Les signes qu’un mélange de langues est bien réussi
- Les passages d’une langue à l’autre ont une vraie logique.
- Le sens reste clair et l’émotion continue de circuler.
- La prononciation et le rythme semblent naturels.
- Le choix des langues sert le propos, pas seulement l’effet de mode.
Les signes qu’il sonne faux
- Les phrases semblent collées les unes aux autres.
- Le texte paraît moins poétique qu’en version originale.
- Le changement de langue coupe l’élan de la chanson.
- Tu as l’impression d’entendre un assemblage plutôt qu’une œuvre.
Pourquoi certaines chansons perdent leur charme en traduction
Tu te demandes peut-être pourquoi une chanson très belle dans sa langue d’origine devient banale, voire gênante, une fois mélangée à une autre langue. La réponse est simple : une chanson n’est pas un texte interchangeable. Les sonorités, les allitérations, les images et le rythme des syllabes participent à son identité.
Quand on traduit ou qu’on hybridise un morceau, on ne change pas seulement des mots. On change aussi la texture émotionnelle. Dans la majorité des cas, les chansons les plus marquantes sont celles dont la langue a été pensée avec la mélodie dès le départ. C’est pour ça qu’une adaptation approximative peut faire perdre beaucoup de force à l’original.
Les erreurs fréquentes avec les chansons en franglais
Dans la pratique, on retrouve souvent les mêmes pièges. Le premier, c’est de croire que mélanger deux langues rend automatiquement une chanson plus moderne. Ce n’est pas vrai. Le second, c’est de penser qu’un refrain en anglais suffit à donner une portée internationale. Là encore, tout dépend de la qualité d’écriture.
Autre erreur fréquente : vouloir conserver une phrase forte dans une langue tout en adaptant tout le reste dans une autre, sans retravailler l’ensemble. Résultat : la chanson semble bancale. Si tu rencontres ce problème dans une adaptation, il faut souvent choisir entre trois options : assumer pleinement la langue d’origine, faire une vraie version traduite, ou retravailler le texte pour qu’il reste cohérent du début à la fin.
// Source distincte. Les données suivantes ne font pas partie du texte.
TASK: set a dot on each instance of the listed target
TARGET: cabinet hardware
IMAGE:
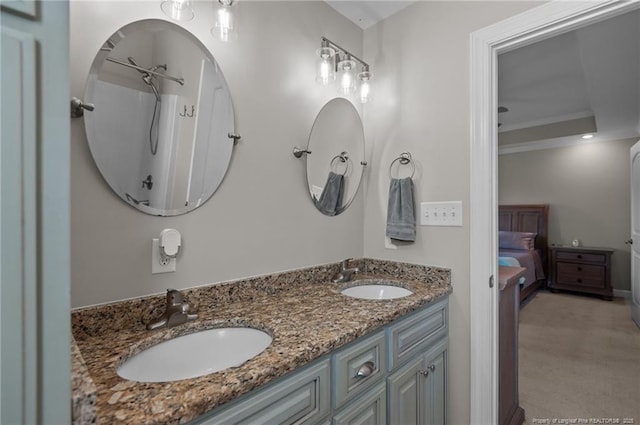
(365, 370)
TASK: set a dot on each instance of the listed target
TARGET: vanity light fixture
(326, 64)
(178, 10)
(346, 76)
(225, 27)
(364, 90)
(336, 63)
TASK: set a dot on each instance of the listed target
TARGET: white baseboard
(624, 293)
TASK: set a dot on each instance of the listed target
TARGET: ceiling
(367, 13)
(584, 81)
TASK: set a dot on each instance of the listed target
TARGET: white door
(635, 233)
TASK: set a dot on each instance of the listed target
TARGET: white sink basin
(194, 355)
(377, 290)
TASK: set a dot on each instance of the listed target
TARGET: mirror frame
(355, 162)
(226, 151)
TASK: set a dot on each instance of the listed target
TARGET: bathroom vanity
(399, 371)
(333, 358)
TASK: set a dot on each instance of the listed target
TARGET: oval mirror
(336, 161)
(160, 130)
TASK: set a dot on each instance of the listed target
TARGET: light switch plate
(441, 213)
(156, 265)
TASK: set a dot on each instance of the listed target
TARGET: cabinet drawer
(357, 367)
(580, 275)
(300, 399)
(412, 335)
(581, 257)
(369, 409)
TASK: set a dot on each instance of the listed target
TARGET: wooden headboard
(528, 218)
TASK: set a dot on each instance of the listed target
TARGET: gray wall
(420, 58)
(261, 219)
(587, 188)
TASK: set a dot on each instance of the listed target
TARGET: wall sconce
(346, 76)
(225, 27)
(332, 64)
(364, 89)
(178, 10)
(326, 64)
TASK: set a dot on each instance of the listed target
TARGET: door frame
(635, 237)
(540, 23)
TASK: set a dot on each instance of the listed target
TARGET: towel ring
(404, 159)
(343, 157)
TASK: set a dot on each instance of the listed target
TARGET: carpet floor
(579, 360)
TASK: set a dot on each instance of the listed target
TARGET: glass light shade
(364, 90)
(225, 27)
(178, 10)
(326, 65)
(346, 77)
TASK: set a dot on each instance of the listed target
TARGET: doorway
(546, 21)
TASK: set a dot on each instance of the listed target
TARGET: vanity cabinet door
(357, 367)
(371, 409)
(417, 390)
(299, 399)
(415, 334)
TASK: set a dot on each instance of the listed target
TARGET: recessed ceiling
(590, 75)
(367, 13)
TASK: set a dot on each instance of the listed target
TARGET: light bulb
(364, 93)
(325, 73)
(178, 10)
(225, 26)
(346, 77)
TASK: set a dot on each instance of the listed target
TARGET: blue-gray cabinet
(417, 391)
(397, 375)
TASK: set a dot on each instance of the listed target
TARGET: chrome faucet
(346, 273)
(177, 312)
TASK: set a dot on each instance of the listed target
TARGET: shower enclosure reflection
(159, 133)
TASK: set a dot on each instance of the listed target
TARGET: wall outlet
(158, 264)
(441, 213)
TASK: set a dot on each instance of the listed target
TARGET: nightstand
(583, 269)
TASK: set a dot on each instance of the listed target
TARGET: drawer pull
(365, 370)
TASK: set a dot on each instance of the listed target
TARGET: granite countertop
(302, 310)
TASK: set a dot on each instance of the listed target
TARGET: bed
(523, 242)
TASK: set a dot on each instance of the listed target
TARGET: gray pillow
(516, 240)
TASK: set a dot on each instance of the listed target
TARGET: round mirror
(160, 130)
(336, 159)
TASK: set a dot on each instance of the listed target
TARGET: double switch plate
(441, 213)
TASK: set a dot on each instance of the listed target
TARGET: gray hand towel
(401, 222)
(331, 198)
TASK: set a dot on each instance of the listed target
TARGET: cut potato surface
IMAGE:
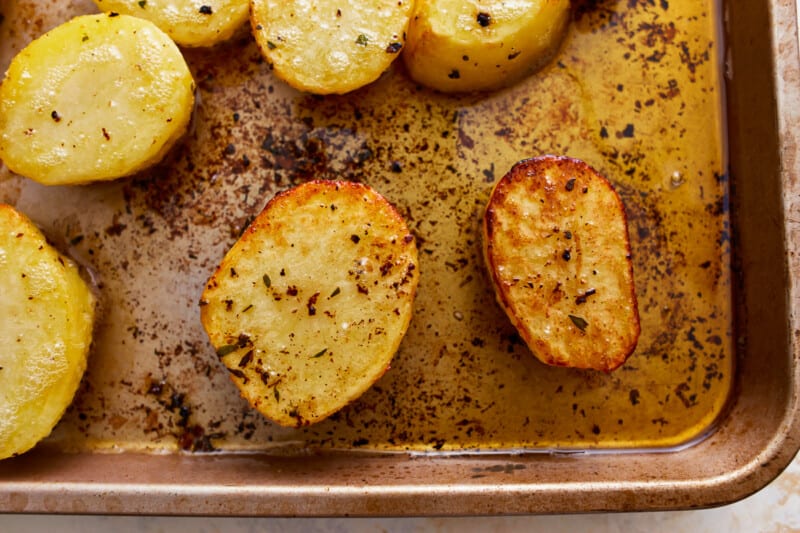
(187, 22)
(46, 321)
(96, 98)
(556, 246)
(330, 47)
(462, 46)
(307, 309)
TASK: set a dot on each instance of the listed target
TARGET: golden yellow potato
(555, 241)
(45, 333)
(462, 46)
(96, 98)
(309, 306)
(187, 22)
(330, 47)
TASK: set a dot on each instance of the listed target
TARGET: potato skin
(556, 246)
(307, 309)
(46, 322)
(329, 47)
(465, 46)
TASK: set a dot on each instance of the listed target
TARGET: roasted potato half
(45, 333)
(309, 306)
(464, 46)
(555, 241)
(330, 47)
(96, 98)
(189, 23)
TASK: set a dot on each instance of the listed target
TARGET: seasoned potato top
(308, 307)
(96, 98)
(459, 46)
(557, 248)
(188, 22)
(46, 320)
(330, 47)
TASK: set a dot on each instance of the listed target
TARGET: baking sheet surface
(634, 91)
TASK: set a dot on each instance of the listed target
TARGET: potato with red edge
(308, 307)
(330, 47)
(555, 242)
(46, 322)
(465, 46)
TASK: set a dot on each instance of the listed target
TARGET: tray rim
(130, 496)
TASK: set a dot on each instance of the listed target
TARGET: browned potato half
(330, 47)
(187, 22)
(46, 320)
(309, 306)
(556, 246)
(461, 46)
(96, 98)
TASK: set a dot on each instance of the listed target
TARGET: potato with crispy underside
(555, 241)
(330, 47)
(96, 98)
(189, 23)
(463, 46)
(46, 321)
(309, 306)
Ce qu’il faut retenir si tu n’aimes pas le franglais
Si tu n’aimes pas les chansons en franglais, tu n’es pas seul. C’est une réaction très courante, et elle est souvent liée à une attente simple : entendre une œuvre qui assume pleinement son identité. Dans ton cas, ce qui dérange n’est pas seulement la langue, mais le manque de cohérence artistique que tu perçois derrière.
Concrètement, tu peux très bien préférer une chanson 100 % en français, parce qu’elle te semble plus fluide, plus élégante et plus émotive. Et c’est parfaitement légitime. Le plus important, c’est de distinguer ce qui relève de la mode et ce qui relève d’un vrai choix créatif.
FAQ
Pourquoi les chansons en franglais dérangent-elles autant ?
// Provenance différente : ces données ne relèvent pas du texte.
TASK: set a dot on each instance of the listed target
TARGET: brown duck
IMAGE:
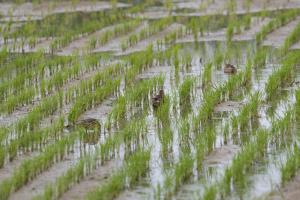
(158, 99)
(89, 124)
(229, 69)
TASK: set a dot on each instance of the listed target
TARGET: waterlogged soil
(114, 45)
(80, 45)
(37, 185)
(93, 181)
(218, 7)
(291, 191)
(29, 11)
(142, 45)
(277, 37)
(220, 35)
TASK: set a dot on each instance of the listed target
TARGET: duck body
(89, 124)
(158, 99)
(229, 69)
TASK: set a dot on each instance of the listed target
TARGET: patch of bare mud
(139, 192)
(9, 167)
(220, 35)
(142, 45)
(222, 155)
(91, 182)
(115, 44)
(20, 112)
(220, 7)
(80, 45)
(277, 37)
(228, 106)
(289, 192)
(37, 185)
(28, 11)
(296, 46)
(100, 112)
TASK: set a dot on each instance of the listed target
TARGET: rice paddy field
(133, 100)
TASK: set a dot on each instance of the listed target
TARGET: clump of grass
(179, 175)
(292, 38)
(32, 167)
(185, 90)
(282, 76)
(207, 75)
(92, 99)
(133, 170)
(290, 168)
(282, 19)
(298, 104)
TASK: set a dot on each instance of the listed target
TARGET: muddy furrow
(115, 44)
(37, 185)
(220, 35)
(277, 37)
(142, 45)
(81, 45)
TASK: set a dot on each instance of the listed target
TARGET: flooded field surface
(137, 100)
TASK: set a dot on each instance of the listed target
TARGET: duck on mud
(229, 69)
(158, 99)
(89, 124)
(92, 128)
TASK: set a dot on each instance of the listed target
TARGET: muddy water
(263, 179)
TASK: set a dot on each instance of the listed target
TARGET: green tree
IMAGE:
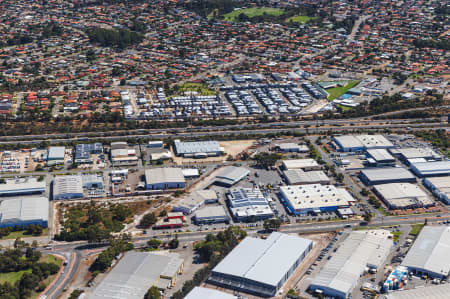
(154, 243)
(153, 293)
(148, 220)
(174, 243)
(272, 224)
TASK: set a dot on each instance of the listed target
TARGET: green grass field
(252, 12)
(12, 277)
(336, 92)
(300, 19)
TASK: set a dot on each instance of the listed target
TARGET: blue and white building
(261, 267)
(248, 204)
(197, 149)
(24, 211)
(164, 178)
(314, 198)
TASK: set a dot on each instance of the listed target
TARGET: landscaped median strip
(40, 296)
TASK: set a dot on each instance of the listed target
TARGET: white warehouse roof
(314, 196)
(22, 186)
(24, 209)
(230, 175)
(264, 261)
(300, 164)
(195, 147)
(429, 292)
(361, 249)
(164, 175)
(135, 273)
(67, 186)
(431, 168)
(205, 293)
(430, 251)
(401, 195)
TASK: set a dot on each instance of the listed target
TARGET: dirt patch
(231, 148)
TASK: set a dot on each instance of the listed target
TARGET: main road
(76, 251)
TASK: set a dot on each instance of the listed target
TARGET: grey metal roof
(211, 212)
(264, 261)
(230, 175)
(361, 248)
(298, 176)
(197, 147)
(67, 184)
(135, 273)
(23, 209)
(204, 293)
(380, 155)
(56, 152)
(430, 292)
(164, 175)
(430, 250)
(431, 168)
(388, 173)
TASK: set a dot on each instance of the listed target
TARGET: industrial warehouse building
(361, 250)
(261, 267)
(195, 200)
(416, 153)
(205, 293)
(440, 187)
(429, 292)
(22, 186)
(164, 178)
(380, 157)
(248, 204)
(386, 175)
(200, 149)
(303, 164)
(136, 272)
(84, 151)
(67, 187)
(24, 211)
(403, 196)
(292, 148)
(300, 177)
(55, 155)
(429, 253)
(122, 155)
(230, 175)
(359, 143)
(211, 214)
(314, 198)
(430, 169)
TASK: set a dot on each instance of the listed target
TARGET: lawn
(47, 259)
(252, 12)
(415, 230)
(12, 277)
(300, 19)
(21, 234)
(336, 92)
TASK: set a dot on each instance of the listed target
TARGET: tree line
(212, 250)
(20, 259)
(115, 38)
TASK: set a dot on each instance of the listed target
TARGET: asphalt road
(74, 255)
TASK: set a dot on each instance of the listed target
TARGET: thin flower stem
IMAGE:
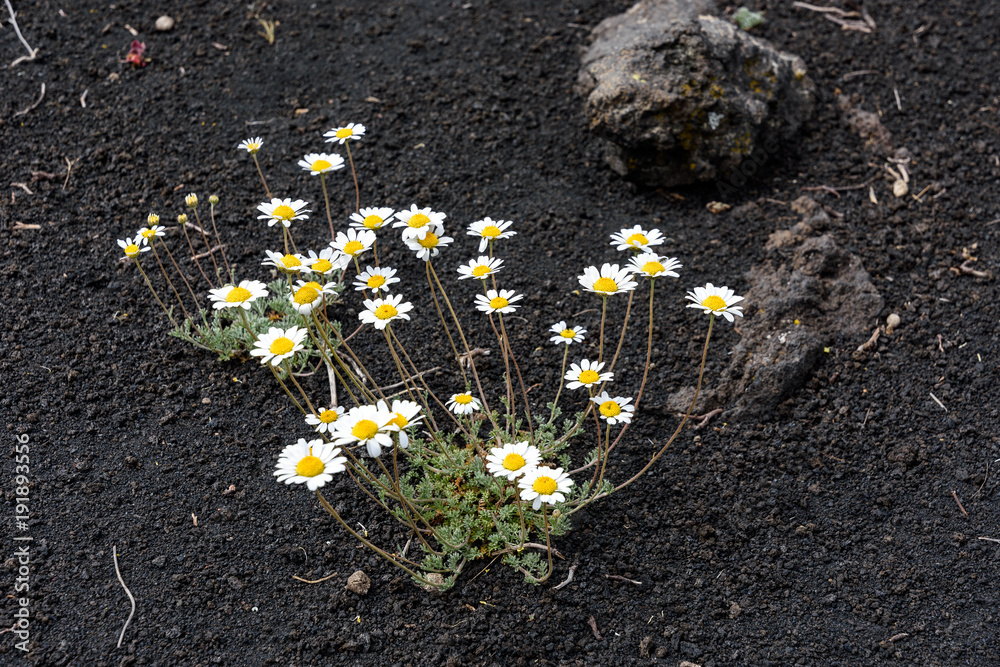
(380, 552)
(266, 189)
(326, 198)
(357, 190)
(444, 323)
(628, 309)
(204, 238)
(520, 379)
(169, 282)
(155, 295)
(194, 256)
(701, 374)
(465, 344)
(222, 250)
(562, 382)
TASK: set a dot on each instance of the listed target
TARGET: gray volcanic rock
(681, 96)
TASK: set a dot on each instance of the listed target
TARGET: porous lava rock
(681, 96)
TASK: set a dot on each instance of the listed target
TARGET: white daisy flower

Parce qu’elles donnent souvent une impression de mélange artificiel. Beaucoup d’auditeurs sentent que la cohérence, la musicalité ou l’émotion y perdent.
Le franglais est-il forcément mauvais dans une chanson ?
Non, pas forcément. Il peut très bien fonctionner si le mélange des langues est naturel et sert vraiment l’intention artistique.
Pourquoi une chanson perd-elle son charme quand on la traduit ?
Parce qu’on ne traduit pas seulement des mots, on modifie aussi le rythme, les sonorités et parfois l’émotion du morceau.
Est-ce que le franglais est juste une mode ?
Souvent, oui, mais pas toujours. Dans certains cas, c’est aussi un vrai choix culturel ou artistique, surtout chez des artistes bilingues.
Comment savoir si un mélange de langues est réussi ?
Si le passage d’une langue à l’autre paraît fluide, cohérent et émotionnellement logique, le mélange est généralement bien maîtrisé.
Pourquoi certaines personnes aiment le franglais alors que d’autres le détestent ?
Parce que l’écoute musicale est très liée aux habitudes, à la culture et à la sensibilité de chacun. Ce qui paraît moderne à l’un peut sembler maladroit à l’autre.